Adrian Rivera's "Holy City Trinity" is the largest piece in the collection | Courtesy Redux Contemporary Art Center

Redux Contemporary Art Center is holding true to its mission of cultivating diverse contemporary art with its new residency program, The Lightning Residency. 

On view now through July 15, is Intangibles, a two-person exhibition of the program’s first residents, Adrian Lopez Rivera and Landon Carter. Highlights of the exhibition include emotionally driven multimedia works by Carter, existing in the space between painting and sculpture, and an impactful, multifigural triptych by Rivera, which sparks conversation about housing and inequality in the Holy City.

The Lightning Residency at Redux on upper King Street is a fast-paced, six-week residency program that creates opportunities for emerging artists by providing access to studio space and an opportunity to showcase their work at no cost.
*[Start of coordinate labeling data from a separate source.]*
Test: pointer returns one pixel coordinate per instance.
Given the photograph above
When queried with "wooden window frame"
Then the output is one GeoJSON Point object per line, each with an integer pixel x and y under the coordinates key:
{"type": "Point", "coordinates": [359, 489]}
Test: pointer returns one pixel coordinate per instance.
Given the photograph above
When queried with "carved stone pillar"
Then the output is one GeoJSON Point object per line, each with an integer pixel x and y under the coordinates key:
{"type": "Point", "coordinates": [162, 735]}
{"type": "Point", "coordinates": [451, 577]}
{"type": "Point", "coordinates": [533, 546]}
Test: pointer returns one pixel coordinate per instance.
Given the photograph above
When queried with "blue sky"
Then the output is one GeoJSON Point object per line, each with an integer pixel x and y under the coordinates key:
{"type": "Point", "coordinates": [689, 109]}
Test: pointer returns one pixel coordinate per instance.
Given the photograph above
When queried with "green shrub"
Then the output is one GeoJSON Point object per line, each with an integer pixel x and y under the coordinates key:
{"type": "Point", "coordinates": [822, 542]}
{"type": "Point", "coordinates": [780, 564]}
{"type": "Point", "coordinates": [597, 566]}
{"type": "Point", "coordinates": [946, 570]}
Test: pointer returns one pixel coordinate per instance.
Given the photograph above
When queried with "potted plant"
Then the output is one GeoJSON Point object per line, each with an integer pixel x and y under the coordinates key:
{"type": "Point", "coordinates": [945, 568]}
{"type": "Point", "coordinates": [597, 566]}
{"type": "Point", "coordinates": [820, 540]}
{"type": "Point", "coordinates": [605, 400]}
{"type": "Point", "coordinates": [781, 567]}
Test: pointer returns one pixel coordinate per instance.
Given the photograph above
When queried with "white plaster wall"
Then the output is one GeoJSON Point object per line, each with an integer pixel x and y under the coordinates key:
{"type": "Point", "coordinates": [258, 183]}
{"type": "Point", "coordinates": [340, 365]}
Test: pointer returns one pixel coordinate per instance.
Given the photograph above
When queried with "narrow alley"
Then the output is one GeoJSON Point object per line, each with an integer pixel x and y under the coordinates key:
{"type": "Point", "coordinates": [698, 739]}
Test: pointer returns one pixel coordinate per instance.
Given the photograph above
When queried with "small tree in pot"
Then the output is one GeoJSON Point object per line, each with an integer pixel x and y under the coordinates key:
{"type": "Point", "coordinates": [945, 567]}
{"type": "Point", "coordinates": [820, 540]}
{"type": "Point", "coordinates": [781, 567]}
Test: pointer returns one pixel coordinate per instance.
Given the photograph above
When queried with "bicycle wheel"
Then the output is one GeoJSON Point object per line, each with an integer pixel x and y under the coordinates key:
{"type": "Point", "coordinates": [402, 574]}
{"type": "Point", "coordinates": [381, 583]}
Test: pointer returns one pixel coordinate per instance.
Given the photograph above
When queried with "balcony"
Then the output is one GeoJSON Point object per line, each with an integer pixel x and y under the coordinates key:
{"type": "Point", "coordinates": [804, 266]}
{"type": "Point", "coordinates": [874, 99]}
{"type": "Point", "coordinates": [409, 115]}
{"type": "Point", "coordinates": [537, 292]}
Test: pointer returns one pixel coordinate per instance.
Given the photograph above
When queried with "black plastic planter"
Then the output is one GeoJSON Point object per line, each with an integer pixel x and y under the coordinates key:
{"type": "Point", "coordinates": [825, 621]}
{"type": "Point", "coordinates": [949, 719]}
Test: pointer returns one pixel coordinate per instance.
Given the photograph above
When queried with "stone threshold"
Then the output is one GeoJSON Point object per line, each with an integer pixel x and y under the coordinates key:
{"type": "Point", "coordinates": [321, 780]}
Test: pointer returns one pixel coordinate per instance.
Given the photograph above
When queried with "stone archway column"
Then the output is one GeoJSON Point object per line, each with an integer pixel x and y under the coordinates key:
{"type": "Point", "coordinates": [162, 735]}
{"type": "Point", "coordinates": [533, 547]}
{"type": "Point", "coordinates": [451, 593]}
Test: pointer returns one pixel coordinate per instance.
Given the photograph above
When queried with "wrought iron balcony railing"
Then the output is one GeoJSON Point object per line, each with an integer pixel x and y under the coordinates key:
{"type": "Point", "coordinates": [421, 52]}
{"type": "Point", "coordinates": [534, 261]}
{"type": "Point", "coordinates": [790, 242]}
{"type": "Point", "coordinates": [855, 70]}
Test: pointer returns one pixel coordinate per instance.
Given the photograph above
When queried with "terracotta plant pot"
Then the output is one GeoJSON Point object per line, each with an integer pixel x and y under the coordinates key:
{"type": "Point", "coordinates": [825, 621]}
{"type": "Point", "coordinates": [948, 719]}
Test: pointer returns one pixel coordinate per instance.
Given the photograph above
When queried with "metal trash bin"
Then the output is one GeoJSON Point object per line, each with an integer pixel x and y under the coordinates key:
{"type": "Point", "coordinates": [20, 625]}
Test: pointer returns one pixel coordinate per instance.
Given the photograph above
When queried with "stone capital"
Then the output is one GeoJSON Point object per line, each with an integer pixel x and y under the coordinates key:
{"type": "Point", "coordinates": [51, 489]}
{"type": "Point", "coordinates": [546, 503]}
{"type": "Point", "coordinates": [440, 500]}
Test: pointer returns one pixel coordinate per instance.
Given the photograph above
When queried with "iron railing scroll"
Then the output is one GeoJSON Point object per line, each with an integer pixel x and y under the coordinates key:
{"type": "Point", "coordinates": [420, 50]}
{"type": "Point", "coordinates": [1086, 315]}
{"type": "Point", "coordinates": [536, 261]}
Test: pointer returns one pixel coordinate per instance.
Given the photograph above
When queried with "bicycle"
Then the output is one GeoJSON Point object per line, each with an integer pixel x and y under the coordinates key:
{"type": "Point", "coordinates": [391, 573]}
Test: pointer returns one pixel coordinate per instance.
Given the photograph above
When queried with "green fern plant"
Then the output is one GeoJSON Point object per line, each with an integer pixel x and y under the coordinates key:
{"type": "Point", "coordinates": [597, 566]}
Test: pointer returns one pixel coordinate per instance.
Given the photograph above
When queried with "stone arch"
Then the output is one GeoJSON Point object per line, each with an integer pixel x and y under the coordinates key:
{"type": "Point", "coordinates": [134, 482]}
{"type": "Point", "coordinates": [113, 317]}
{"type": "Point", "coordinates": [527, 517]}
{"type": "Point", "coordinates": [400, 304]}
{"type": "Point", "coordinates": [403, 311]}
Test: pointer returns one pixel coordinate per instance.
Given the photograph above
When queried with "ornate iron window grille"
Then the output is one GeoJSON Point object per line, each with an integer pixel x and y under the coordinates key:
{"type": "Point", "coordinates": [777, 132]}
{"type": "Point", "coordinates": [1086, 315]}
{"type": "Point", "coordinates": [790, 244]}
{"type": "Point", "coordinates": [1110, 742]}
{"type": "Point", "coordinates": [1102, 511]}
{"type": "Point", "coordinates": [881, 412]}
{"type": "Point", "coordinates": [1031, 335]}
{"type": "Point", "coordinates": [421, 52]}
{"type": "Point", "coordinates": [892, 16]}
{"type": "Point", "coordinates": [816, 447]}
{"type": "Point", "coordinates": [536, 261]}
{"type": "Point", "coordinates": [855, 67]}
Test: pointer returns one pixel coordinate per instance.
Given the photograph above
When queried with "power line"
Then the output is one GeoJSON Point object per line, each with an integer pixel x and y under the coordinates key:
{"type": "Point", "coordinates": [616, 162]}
During the residency, artists work diligently on a comprehensive project which is installed in the back gallery of Redux when the residency ends.

The largest piece in the show is Rivera’s “Holy City Trinity,” a triptych composed of three large canvases, complete with a red line drawing that continues onto the wall behind the oil paintings. Characteristic of Rivera’s work, the multifigural triptych interweaves complex narratives. Rivera explained that, even though he is not related to the Mexican mural artist Diego Rivera, he takes inspiration from the iconic artist in terms of content. 

“I am a big fan of the works of Diego Rivera. I admire that a lot of his work was focused on the people, on all people,” Rivera said. “The murals he painted in Mexico City were big influences on my composition for the tryptic. He understood how to put figures together to tell you a socio-political story.

“The main theme of the triptych is housing,” Rivera added. “The three panels represent three different living conditions. The city has been amongst the highest in terms of gentrification for some time and this is really visible. You can see new developments turning into ‘luxury’ apartments with a townhouse next door that is falling apart.”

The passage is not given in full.